Marcus Goldman a publié un premier roman au succès retentissant qui a fait de lui la star de la vie culturelle new-yorkaise. Mais vient maintenant le moment de transformer l’essai et de livrer son deuxième roman. Or, rien. La page blanche. L’angoisse. Aucune inspiration. Son éditeur fait monter la pression pour qu’il honore son contrat. Alors, Marcus se tourne vers Harry Quebert, son mentor, son ancien professeur d’université, son ami, auteur lui-même d’un roman magistral et dont le talent est reconnu par tous. Harry vit retiré dans sa maison au bord de la mer à Aurora, une petite ville du New Hampshire. Mais tout bascule lorsque les medias annoncent qu’on vient de retrouver un cadavre dans le jardin de Harry, un squelette, celui d’une jeune fille de quinze ans qui a disparu plus de trente ans auparavant. Aux policiers, Harry avoue qu’il connaissait la jeune Nola, qu’il a même vécu une histoire d’amour avec elle, alors qu’il avait trente-quatre ans. Et qu’il a même écrit son livre-phare pour elle. Le voilà, ce coupable idéal, ce pervers pédophile, conspué par toute l’Amérique. Marcus décide alors de laisser en suspens ses problèmes d’écriture et de prouver que Harry Québert n’a pas commis le crime dont il est accusé et savoir ce qu’il s’est réellement passé, au mois d’août 1975.
Ce qui est très déroutant, dans ce roman, c’est qu’on se demande souvent à quel genre on a affaire. Roman policier, roman de moeurs, satire de la société ou même du monde du livre, romance. Il y a un peu de tout ça et il serait dommage de se cantonner à une seule de ces lectures, on serait forcément déçu. Certains aspects m’ont beaucoup plu, d’autres moins, parce que je les ai trouvé un peu cliché. Mais dans l’ensemble, j’ai beaucoup aimé l’histoire que l’on m’a proposé et je n’avais de cesse de me demander qui a tué Nola Kellergan et surtout pourquoi. Petit à petit, de révélation en témoin, de point de vue en contradiction, on reconstitue comme un puzzle les événements de l’été 1975, au fur et à mesure de ce que Marcus apprend de Harry lui-même ou de tous les autres personnages qui étaient là et qui n’avaient rien vu: le chef de la police, la serveuse du restaurant, l’amie, le riche propriétaire… On s’attache petit à petit à chacun de ces personnages, qu’on apprend à comprendre, que l’on voit à plusieurs époques de leur vie et on se rend compte que finalement, Aurora est un huis-clos à l’échelle d’une ville où chacun avait peut-être un petit quelque chose à se reprocher.

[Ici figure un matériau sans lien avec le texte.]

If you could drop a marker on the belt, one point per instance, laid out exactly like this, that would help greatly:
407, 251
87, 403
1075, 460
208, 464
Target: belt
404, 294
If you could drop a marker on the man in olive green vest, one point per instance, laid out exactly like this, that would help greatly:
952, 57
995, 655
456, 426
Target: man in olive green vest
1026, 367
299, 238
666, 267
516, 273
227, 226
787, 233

Le rythme est donc particulièrement efficace puisqu’on suit plusieurs histoires parallèles dont chacune amène son lot de questions. Qui était au courant pour Nola et Harry? Pourquoi le père de Nola mettait-il la musique aussi fort dans son garage? Marcus va-t-il profiter de cet étalage sordide sur son mentor pour en tirer son prochain roman à scandale? Qui cherche à l’empêcher d’enquêter avec des menaces et lettres anonymes? L’histoire ne cesse de se compliquer, de se ramifier, de revenir en arrière pour se modifier, nous réservant un bon nombre de retournements de situation dans le dernier quart. Comme j’ai découvert ce livre dans sa version audio, je dois avouer que j’étais littéralement suspendue aux lèvres du lecteur pour entendre la suite.

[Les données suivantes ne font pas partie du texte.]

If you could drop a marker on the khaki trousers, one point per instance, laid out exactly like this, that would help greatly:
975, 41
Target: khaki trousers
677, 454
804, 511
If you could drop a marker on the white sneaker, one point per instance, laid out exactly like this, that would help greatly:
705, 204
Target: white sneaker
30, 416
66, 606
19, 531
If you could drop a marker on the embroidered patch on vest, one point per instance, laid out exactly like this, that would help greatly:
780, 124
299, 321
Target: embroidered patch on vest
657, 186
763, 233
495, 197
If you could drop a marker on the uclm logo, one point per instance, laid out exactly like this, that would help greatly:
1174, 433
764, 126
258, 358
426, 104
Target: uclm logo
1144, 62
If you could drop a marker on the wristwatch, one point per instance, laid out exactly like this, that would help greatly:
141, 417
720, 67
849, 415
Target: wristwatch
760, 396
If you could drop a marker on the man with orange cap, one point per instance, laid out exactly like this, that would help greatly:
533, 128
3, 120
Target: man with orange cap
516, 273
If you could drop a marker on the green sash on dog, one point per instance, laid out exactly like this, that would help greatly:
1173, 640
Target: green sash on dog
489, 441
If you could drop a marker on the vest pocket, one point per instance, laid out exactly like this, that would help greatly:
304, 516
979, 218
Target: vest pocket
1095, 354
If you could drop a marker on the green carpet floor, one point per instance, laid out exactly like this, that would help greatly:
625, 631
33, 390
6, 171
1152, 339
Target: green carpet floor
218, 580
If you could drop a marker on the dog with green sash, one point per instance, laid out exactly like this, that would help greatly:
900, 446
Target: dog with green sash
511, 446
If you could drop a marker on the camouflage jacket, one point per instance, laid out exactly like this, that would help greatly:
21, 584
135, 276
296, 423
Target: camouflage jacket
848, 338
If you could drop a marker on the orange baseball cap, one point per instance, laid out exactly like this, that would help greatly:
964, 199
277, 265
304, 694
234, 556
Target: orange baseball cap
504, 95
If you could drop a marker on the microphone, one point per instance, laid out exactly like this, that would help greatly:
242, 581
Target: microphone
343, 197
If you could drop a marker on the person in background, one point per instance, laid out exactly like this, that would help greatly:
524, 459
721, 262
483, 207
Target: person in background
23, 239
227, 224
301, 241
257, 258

Le pan qui m’a le moins convaincu est peut-être celui de l’histoire d’amour, que j’ai trouvé peu convaincante. Même si l’obsession de Harry pour Nola fait volontairement référence à la Lolita de Nabokov, leur relation qu’on attendrait au moins sulfureuse ou passionnée reste bien platonique pour ne pas dire plate tout court. S’il cherche probablement à apporter un peu de pureté dans ce monde pourri, j’ai l’impression que ça se fait au détriment du réalisme. Le style d’ailleurs cède un peu trop souvent aux clichés de langage, aux phrases un peu toutes faites et préfabriquées (je n’ai pu retenir un soupir agacé avec le “On ne naît pas écrivain, on le devient”). Heureusement, quelques jolies trouvailles comme les coups de téléphones hilarants de Marcus à sa mère hystérique font contrepoint.
Pour ce qui est de la version audio, même si j’ai trouvé la lecture du Thibault de Montalembert assez agréable, je l’ai tout de même trouvée un peu monocorde, surtout pour le nombre de personnages et de dialogues: j'ai eu parfois du mal à savoir qui parlait.
La note de Mélu:
Un roman qui mérite ses prix.
Un mot sur l’auteur: Joël Dicker (né en 1985) est un écrivain suisse.